The rotation point follows from the family. Aubergine, tomato and potato all sit in the Solanaceae, sharing pests and soilborne disease. A bed that grew blight-susceptible maincrop potatoes last season carries risk for this season’s aubergines. Blight resistant potato varieties such as Sarpo Mira and Carolus reduce airborne Phytophthora pressure in the potato crop itself, although they do not sterilise the ground for the following Solanum crop. Keeping aubergines out of any bed that held potatoes within the last two years, and placing them where alliums or legumes grew, reduces carryover of eelworm and overwintering whitefly sheltering on volunteer Solanaceae.
Wide spacing and a clean rotation slot give biological control a house where it can work.
Worked count for a 10-plant tunnel run
Take ten Moneymaker aubergines in a border, two yellow sticky traps, and a first catch of two adults per trap in the second week of May. That trip point calls for the first Encarsia release. At one card per five plants, use two cards, each seeding roughly 60 to 100 scales. Split them between plants three and eight so emerging wasps spread from the centre outward. A second identical release two weeks later covers the next whitefly generation.
By early June, count black parasitised scales against pale live ones on three lower leaves per plant. A black fraction climbing past half across most plants means the two releases established and a third batch is unnecessary. A fraction stuck below a quarter, paired with rising trap catches, points to a cool corner or dry-air problem, with another card and a humidity correction needed.

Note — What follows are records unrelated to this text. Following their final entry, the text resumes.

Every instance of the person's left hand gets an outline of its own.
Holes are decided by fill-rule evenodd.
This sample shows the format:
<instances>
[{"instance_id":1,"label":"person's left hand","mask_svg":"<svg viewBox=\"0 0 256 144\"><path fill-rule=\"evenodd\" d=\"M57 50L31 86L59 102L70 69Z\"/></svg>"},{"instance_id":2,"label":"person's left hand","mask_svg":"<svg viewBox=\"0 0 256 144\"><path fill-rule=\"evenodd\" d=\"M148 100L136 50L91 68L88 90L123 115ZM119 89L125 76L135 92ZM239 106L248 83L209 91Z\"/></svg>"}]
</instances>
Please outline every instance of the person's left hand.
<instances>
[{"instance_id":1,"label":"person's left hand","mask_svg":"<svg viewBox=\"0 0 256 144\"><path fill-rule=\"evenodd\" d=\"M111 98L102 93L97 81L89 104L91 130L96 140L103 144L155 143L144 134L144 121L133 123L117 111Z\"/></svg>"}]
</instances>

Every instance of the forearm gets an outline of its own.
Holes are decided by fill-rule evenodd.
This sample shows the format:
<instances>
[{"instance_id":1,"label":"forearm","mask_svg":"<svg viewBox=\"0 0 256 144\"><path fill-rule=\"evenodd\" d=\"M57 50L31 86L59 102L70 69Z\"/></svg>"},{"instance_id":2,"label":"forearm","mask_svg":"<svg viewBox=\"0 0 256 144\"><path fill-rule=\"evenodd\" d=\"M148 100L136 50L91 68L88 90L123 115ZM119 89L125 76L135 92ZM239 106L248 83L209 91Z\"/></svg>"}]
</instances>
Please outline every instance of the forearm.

Those counts show the difference between an Encarsia population that is catching up and one that is failing to establish.
The black-scale count also leaves one blind spot: it records parasitism on aubergine leaves, while mobile adults may still drift through vents onto nearby tomatoes where traps have yet to be hung. The awkward part is that adult movement between crops is easier to suspect than to prove from black scales on aubergine leaves.